Esta es la historia de un niño que
quiso jugar a ser dios.
Nunca supo exactamente si eligió este
juego, más sin embargo, nunca dejó de jugar. Dicen que fue el propio mundo
quien lo colocó, cual débil peón, en este dificultoso tablero. Comentan también
que fue él mismo quien voluntariamente se metió en esta enredadera de
sufrimiento muy poco recompensado. Él afirmaba que fue el hambre quien le hizo
participar eternamente en la conquista de algo, que en cierto modo, sabía que
no podía conseguir.
Sus amigos solían preguntarle que qué
era aquello que le impedía jugar con ellos a construir castillos de arena en la
playa, él solía contestar que sus castillos debían ser de hormigón, material
muy poco abundante por aquellos lares. La razón, aunque poco respaldada, era
obvia. Cuando subiese la marea, ellos volverían a su casa real, con su comida
real, con su ausencia de incertidumbre real. El niño, el cual únicamente tenía
como realidad el miedo a no conseguir esas realidades, luchaba a fuego por un
pedazo de estabilidad.
Tan solo quería no tener hambre, tan
solo quería no pensar.
Fueron pasando los años y compaginó su
vida normal con su guerra contra el mundo. No lo llevaba mal, de hecho, su
sonrisa llegó a ser tan real que incluso él mismo se la acabó creyendo.
Madrugaba un poco más que el resto y se acostumbró a no dormir del tirón. Su
cabeza funcionaba a cámara rápida, pero sus movimientos eran más tranquilos que
la palabra terciopelo.
Cuando alcanzó la madurez, llegó a la
conclusión de que había pasado tanto tiempo consigo mismo que aquello era lo
normal, que el resto del mundo no estaba viviendo o simplemente no estaban
aprovechando la cantidad de oportunidades que esta vida les ofrecía. No
obstante, veía como ellos viajaban, salían, se divertían constantemente y la
despreocupación de sus rostros llegaba a ser, como mínimo, insultante.
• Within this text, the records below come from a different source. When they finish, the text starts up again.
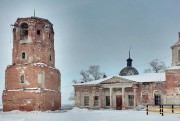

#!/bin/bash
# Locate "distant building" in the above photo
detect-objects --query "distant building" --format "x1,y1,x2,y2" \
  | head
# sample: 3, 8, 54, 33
74, 34, 180, 110
2, 17, 61, 111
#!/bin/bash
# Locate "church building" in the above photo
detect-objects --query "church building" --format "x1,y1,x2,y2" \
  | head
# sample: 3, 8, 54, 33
2, 17, 61, 111
74, 33, 180, 110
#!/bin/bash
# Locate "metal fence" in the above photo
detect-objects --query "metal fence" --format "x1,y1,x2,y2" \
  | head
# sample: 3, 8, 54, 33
146, 104, 180, 116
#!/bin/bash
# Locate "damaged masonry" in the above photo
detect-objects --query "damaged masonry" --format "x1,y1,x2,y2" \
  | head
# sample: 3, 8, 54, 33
2, 17, 61, 111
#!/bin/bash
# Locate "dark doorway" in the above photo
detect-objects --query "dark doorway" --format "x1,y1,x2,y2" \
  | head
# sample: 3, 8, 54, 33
116, 95, 122, 110
154, 95, 161, 105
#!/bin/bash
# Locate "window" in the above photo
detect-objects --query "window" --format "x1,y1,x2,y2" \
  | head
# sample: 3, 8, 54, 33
21, 23, 28, 39
128, 95, 134, 106
22, 52, 26, 59
178, 50, 180, 60
106, 96, 110, 106
37, 30, 41, 36
20, 75, 24, 83
84, 96, 89, 106
154, 95, 161, 105
94, 96, 99, 106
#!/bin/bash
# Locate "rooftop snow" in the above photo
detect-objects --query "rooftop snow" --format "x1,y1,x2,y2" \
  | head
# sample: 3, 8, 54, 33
74, 73, 165, 85
166, 66, 180, 70
74, 76, 113, 85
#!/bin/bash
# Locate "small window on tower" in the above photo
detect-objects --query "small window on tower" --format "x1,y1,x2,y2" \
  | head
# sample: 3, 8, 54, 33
20, 75, 24, 83
37, 30, 41, 36
178, 50, 180, 60
22, 52, 26, 59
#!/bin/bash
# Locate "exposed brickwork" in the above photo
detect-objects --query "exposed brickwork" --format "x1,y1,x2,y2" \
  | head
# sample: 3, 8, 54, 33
3, 17, 61, 111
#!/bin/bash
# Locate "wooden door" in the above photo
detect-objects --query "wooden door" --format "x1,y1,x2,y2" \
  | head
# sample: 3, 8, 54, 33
116, 95, 122, 110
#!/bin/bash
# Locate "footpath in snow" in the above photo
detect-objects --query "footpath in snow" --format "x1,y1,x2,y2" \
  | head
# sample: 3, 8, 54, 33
0, 108, 180, 121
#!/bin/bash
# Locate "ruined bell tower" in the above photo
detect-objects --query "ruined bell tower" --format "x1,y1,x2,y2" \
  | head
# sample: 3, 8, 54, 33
3, 17, 61, 111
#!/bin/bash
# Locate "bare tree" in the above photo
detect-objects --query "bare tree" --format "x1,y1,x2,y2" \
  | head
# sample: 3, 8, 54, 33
144, 59, 166, 73
88, 65, 103, 80
72, 79, 77, 84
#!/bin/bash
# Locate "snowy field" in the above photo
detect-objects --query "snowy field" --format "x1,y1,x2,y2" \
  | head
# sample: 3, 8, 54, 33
0, 108, 180, 121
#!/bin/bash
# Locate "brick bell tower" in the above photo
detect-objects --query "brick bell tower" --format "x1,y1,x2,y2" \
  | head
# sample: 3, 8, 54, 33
3, 17, 61, 111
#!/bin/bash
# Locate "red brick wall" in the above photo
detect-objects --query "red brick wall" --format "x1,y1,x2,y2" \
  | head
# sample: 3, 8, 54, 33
3, 17, 61, 111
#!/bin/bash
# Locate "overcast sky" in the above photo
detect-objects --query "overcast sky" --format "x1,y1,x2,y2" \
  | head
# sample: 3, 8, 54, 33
0, 0, 180, 104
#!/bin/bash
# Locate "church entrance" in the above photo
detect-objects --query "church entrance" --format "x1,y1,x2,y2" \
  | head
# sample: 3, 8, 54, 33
116, 95, 122, 110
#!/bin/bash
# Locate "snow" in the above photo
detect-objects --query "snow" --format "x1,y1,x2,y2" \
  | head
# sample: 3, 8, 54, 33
0, 108, 180, 121
74, 73, 165, 85
34, 63, 47, 67
166, 66, 180, 70
74, 76, 113, 85
119, 73, 165, 82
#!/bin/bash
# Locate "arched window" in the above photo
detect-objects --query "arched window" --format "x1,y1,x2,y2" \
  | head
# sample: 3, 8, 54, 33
21, 23, 28, 39
20, 75, 24, 83
49, 55, 52, 61
22, 52, 26, 60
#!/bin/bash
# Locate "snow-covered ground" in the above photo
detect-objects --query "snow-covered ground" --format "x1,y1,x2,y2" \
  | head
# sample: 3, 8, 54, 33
0, 108, 180, 121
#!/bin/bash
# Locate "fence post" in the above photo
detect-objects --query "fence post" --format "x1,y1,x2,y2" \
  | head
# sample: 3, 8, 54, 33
172, 105, 174, 113
161, 105, 164, 116
146, 105, 148, 115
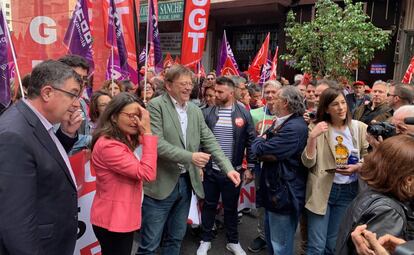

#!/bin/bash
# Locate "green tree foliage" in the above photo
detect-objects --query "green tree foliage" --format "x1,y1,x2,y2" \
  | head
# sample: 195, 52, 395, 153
281, 0, 390, 78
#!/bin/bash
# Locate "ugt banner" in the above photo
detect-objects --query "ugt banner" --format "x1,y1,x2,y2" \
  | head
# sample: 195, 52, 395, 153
181, 0, 210, 67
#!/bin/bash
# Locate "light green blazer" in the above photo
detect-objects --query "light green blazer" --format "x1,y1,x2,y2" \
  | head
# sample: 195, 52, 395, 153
302, 120, 369, 215
144, 93, 233, 200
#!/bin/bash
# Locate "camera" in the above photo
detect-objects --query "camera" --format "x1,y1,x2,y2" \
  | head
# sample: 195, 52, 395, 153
367, 122, 397, 140
308, 111, 316, 119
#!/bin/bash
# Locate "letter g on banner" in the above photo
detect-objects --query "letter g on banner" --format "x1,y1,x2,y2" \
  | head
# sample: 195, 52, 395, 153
29, 16, 57, 44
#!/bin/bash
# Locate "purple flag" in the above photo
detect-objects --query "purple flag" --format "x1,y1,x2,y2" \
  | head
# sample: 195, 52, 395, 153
106, 0, 129, 80
0, 6, 10, 107
147, 0, 163, 74
216, 31, 240, 76
259, 50, 272, 86
138, 48, 147, 66
63, 0, 94, 73
105, 51, 130, 80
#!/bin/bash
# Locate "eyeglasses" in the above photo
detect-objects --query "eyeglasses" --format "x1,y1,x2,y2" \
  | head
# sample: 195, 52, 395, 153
120, 112, 139, 121
52, 87, 82, 100
175, 82, 193, 88
81, 75, 89, 84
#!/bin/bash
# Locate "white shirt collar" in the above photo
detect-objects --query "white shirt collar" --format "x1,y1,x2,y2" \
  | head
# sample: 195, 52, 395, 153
168, 94, 188, 110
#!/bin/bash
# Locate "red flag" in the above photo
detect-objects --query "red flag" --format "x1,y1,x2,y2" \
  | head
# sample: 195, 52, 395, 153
221, 56, 239, 75
401, 57, 414, 84
269, 46, 279, 80
163, 52, 174, 69
181, 0, 210, 67
248, 33, 270, 82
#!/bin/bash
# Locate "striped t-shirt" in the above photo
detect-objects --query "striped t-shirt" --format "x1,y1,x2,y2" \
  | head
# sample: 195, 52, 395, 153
213, 106, 233, 170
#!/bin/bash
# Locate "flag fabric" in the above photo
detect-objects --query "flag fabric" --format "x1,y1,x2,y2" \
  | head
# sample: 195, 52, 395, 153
163, 52, 174, 68
401, 56, 414, 84
147, 0, 163, 74
0, 6, 11, 108
194, 60, 206, 77
219, 57, 239, 75
259, 50, 272, 86
269, 46, 279, 80
216, 31, 240, 76
106, 0, 130, 80
248, 33, 270, 82
63, 0, 94, 73
181, 0, 210, 67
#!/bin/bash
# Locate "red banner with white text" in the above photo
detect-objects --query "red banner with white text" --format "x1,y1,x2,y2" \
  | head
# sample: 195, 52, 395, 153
181, 0, 210, 67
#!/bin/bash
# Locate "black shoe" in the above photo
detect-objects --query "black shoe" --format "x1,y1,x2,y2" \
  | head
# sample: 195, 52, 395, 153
247, 236, 266, 253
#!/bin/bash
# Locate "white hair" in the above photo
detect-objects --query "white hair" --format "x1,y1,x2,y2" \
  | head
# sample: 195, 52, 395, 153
394, 105, 414, 117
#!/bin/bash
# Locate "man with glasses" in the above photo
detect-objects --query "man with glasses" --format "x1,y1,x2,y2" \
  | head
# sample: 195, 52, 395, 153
0, 60, 82, 255
137, 65, 240, 255
354, 81, 392, 125
59, 55, 92, 155
387, 84, 413, 112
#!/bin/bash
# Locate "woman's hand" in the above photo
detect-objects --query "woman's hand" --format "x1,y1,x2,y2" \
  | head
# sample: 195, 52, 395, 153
378, 234, 405, 254
309, 121, 328, 139
336, 163, 361, 175
135, 106, 152, 135
351, 225, 375, 255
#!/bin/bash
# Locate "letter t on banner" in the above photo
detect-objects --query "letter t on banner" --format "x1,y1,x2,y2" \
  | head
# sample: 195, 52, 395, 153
181, 0, 210, 67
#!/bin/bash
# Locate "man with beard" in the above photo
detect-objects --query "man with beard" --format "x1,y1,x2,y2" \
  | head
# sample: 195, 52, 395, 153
197, 77, 255, 255
248, 81, 282, 253
354, 81, 392, 125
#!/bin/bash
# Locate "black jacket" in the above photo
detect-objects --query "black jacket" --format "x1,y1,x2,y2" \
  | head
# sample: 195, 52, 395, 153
252, 114, 308, 217
335, 189, 412, 255
345, 93, 371, 115
203, 103, 256, 170
0, 101, 78, 255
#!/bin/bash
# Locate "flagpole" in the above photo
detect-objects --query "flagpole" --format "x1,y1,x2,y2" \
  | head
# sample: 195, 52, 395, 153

Estaba claro que se habían diferenciado
dos caminos, uno de los dos, absurdo.
No importa, el tiempo fue pasando y con
él fuimos envejeciendo. Todo cambiaba y a su vez todo seguía igual, era difícil
comprender hacia donde iba aquel niño que se había hecho grande pero que nunca
llegaba a crecer del todo. Era feliz, a su manera era feliz. El mundo, sin
embargo, se empeñaba en ponerle metas cada vez más complicadas y en ocultarle
el lugar donde se escondía el final de la partida.
Nunca supimos si aquel niño grande dejó
de pasar hambre, si consiguió llegar a conquistarlo todo. Solo sabemos que el
día que desapareció, dejo un papel escrito a lápiz, muestra inequívoca de que
siempre quiso ser inocente.
Sus últimas palabras fueron:
Yo también quise
jugar a construir castillos de arena, pero alguien me lo impidió. Tan solo me
inventé este juego para poder jugar a algo.